That being said, any suddenly new or drastic changes in behavior should always be checked out with a vet to rule out any sinister underlying cause. On occasion changes such as a dog seeking more time away from owners or sleeping more often can be indicators of pain or ill-health.  Excessive licking or increased self-grooming could indicate an underlying skin issue.

Should I Discourage It?

As we have discussed, there are a number of reasons for your dog displaying cat behaviors that are completely harmless and you may wish to consider it a little “quirk” of your pup. Some behaviors can appear funny at first but if your dog is in fact considerably bigger than your cat and still trying to sit atop tables or balance on a sofa arm it may be best to discourage this to avoid injury to them and destruction of your home.

The principles of discouraging cat behavior are the same as discouraging any unwanted behavior.
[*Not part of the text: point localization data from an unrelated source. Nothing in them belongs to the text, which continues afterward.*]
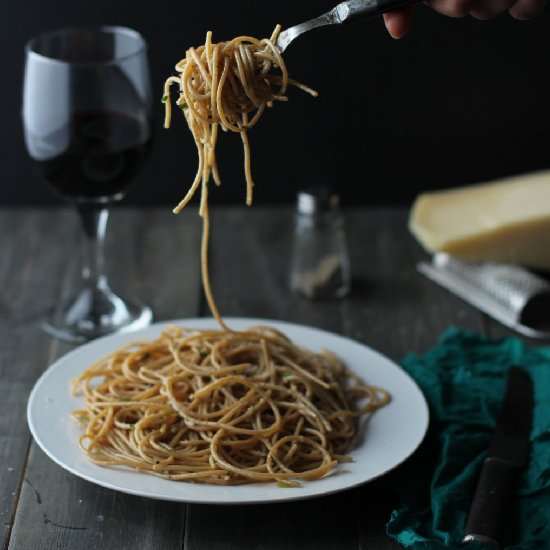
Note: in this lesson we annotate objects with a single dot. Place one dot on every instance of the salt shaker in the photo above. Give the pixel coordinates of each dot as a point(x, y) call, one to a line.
point(320, 265)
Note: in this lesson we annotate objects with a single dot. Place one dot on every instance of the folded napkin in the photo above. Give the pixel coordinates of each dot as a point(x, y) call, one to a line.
point(464, 379)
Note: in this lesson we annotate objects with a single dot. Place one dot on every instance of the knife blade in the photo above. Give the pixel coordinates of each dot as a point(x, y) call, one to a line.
point(508, 455)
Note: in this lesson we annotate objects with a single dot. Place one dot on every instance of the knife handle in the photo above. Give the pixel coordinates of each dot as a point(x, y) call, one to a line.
point(491, 500)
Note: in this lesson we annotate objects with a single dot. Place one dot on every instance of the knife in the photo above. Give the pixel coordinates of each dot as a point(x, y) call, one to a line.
point(508, 455)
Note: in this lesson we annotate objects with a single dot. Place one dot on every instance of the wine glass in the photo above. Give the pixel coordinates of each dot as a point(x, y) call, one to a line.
point(87, 116)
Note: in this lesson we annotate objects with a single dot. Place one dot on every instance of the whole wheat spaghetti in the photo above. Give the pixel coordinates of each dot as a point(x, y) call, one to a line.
point(223, 406)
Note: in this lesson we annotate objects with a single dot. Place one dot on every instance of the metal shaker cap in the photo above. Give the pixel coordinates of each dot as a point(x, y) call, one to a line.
point(314, 200)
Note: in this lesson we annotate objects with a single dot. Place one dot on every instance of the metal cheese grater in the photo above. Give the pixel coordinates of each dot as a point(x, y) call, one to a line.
point(510, 294)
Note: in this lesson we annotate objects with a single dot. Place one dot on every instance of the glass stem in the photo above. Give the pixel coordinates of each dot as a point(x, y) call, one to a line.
point(94, 224)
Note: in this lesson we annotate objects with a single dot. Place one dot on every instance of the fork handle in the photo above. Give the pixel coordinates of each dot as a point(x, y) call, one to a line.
point(353, 10)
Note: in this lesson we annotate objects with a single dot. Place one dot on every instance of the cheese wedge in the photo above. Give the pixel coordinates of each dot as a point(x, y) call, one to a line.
point(502, 221)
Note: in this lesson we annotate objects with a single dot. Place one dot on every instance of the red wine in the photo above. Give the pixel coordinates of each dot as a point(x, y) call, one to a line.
point(93, 158)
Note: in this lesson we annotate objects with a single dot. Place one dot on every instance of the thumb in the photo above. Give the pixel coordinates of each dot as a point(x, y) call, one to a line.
point(397, 22)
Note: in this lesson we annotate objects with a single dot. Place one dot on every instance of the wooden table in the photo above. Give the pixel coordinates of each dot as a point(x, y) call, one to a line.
point(154, 254)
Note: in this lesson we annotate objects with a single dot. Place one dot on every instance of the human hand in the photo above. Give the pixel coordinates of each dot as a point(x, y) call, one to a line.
point(397, 22)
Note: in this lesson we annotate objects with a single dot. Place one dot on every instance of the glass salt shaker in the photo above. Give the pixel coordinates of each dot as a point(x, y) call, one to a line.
point(320, 266)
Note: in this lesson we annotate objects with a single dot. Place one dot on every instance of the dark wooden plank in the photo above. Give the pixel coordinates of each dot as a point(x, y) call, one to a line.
point(395, 309)
point(250, 265)
point(28, 286)
point(151, 253)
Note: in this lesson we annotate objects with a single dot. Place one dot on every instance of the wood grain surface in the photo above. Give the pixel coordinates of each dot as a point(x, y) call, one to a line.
point(153, 254)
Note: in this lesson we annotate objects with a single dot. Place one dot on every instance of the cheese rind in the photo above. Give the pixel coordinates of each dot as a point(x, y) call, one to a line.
point(503, 221)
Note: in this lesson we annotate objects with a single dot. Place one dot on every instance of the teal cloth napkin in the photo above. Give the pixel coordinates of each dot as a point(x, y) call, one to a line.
point(463, 379)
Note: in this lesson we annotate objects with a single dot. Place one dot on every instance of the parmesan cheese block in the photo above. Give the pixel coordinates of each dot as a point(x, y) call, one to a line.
point(502, 221)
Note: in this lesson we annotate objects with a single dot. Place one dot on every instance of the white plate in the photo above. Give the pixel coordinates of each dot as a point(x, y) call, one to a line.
point(388, 438)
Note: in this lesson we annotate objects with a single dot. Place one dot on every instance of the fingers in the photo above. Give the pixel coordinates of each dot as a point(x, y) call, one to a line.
point(397, 22)
point(527, 9)
point(487, 9)
point(452, 8)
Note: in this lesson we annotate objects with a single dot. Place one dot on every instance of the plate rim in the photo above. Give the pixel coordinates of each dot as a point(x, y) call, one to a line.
point(159, 325)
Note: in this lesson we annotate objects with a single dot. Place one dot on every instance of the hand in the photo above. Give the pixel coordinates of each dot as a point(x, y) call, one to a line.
point(397, 22)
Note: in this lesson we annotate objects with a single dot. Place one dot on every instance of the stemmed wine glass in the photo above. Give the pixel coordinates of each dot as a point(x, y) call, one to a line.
point(87, 111)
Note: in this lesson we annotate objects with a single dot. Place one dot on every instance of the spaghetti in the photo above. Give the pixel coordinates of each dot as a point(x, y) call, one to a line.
point(227, 85)
point(221, 406)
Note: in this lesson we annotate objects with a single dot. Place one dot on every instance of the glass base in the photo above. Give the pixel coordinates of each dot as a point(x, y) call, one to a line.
point(96, 312)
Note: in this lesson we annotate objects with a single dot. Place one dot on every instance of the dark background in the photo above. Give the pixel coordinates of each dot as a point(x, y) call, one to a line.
point(454, 102)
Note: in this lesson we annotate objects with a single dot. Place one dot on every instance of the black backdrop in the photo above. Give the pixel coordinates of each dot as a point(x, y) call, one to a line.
point(455, 102)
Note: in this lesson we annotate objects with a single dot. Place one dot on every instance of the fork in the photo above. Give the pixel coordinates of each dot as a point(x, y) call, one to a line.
point(346, 12)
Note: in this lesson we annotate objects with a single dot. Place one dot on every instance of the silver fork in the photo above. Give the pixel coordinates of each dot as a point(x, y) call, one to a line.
point(346, 12)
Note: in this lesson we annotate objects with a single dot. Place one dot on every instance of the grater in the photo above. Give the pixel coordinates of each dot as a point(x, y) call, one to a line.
point(513, 295)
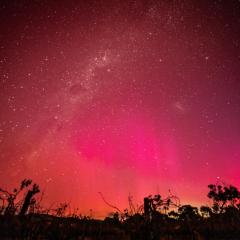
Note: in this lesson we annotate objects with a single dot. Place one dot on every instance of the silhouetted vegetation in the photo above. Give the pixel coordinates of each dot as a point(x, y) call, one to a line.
point(22, 217)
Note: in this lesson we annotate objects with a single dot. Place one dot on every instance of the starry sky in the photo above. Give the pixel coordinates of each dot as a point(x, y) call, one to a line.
point(119, 97)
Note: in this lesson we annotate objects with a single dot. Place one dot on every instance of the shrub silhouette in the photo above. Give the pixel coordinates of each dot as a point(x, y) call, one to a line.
point(223, 196)
point(10, 197)
point(157, 218)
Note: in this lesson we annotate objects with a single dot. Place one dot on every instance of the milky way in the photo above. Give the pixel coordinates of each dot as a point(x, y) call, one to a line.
point(119, 97)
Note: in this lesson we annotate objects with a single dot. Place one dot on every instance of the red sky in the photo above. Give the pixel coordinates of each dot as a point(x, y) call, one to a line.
point(120, 98)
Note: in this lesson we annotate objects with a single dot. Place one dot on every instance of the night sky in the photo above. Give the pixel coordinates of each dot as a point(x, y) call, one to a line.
point(119, 97)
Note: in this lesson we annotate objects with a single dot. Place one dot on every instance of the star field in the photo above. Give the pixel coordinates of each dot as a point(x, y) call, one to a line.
point(119, 97)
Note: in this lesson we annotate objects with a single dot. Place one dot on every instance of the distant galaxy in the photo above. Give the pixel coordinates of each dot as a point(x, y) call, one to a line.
point(119, 97)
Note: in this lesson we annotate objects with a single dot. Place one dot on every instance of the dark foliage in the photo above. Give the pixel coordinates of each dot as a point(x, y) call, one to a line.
point(158, 218)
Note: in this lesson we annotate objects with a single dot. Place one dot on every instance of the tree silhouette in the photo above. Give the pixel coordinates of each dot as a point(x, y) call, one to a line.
point(223, 196)
point(10, 198)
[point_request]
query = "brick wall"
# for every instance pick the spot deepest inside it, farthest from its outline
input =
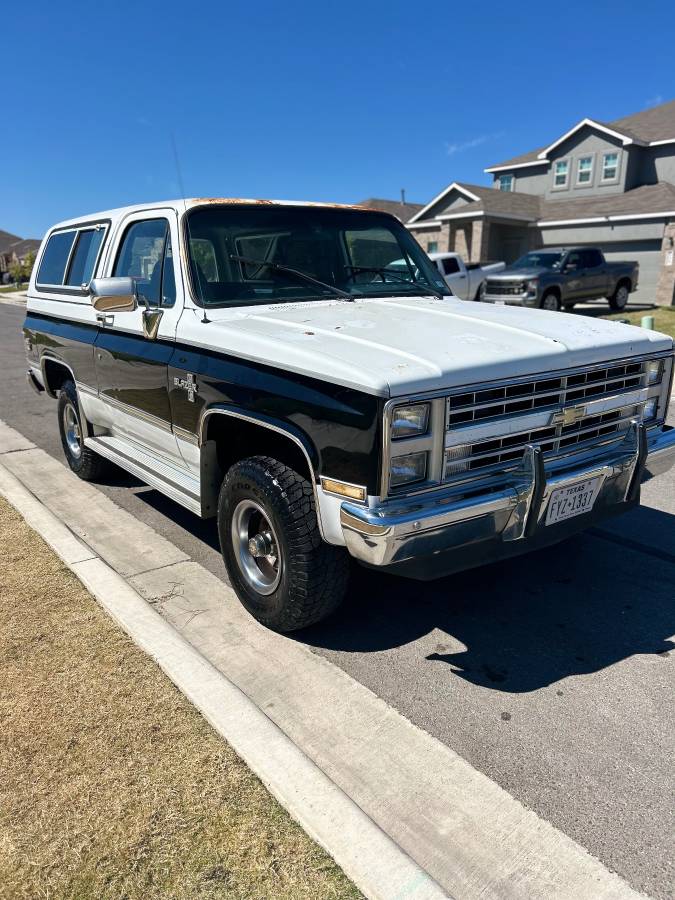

Firstly, remain calm. Rather than shout at a dog who is doing something you do not want them to do, redirect them with play or treats to a more favorable outcome.

Try not to reward the unwanted behavior. It can be hard not to smile or laugh when your oversized pooch tries to squeeze into the cat tower, but a firm no and redirection will work better. If your dog is looking for attention by copying the cat this may be a sign, they require more outdoor activity or play.

Ultimately though as long as your dog is happy, safe, and healthy a little dose of cat-like intelligence and independence is definitely a good trait to have adopted.  It is safe to say that although humans domesticated cats and dogs most owners of either would readily admit they have us wrapped well and truly around their paws.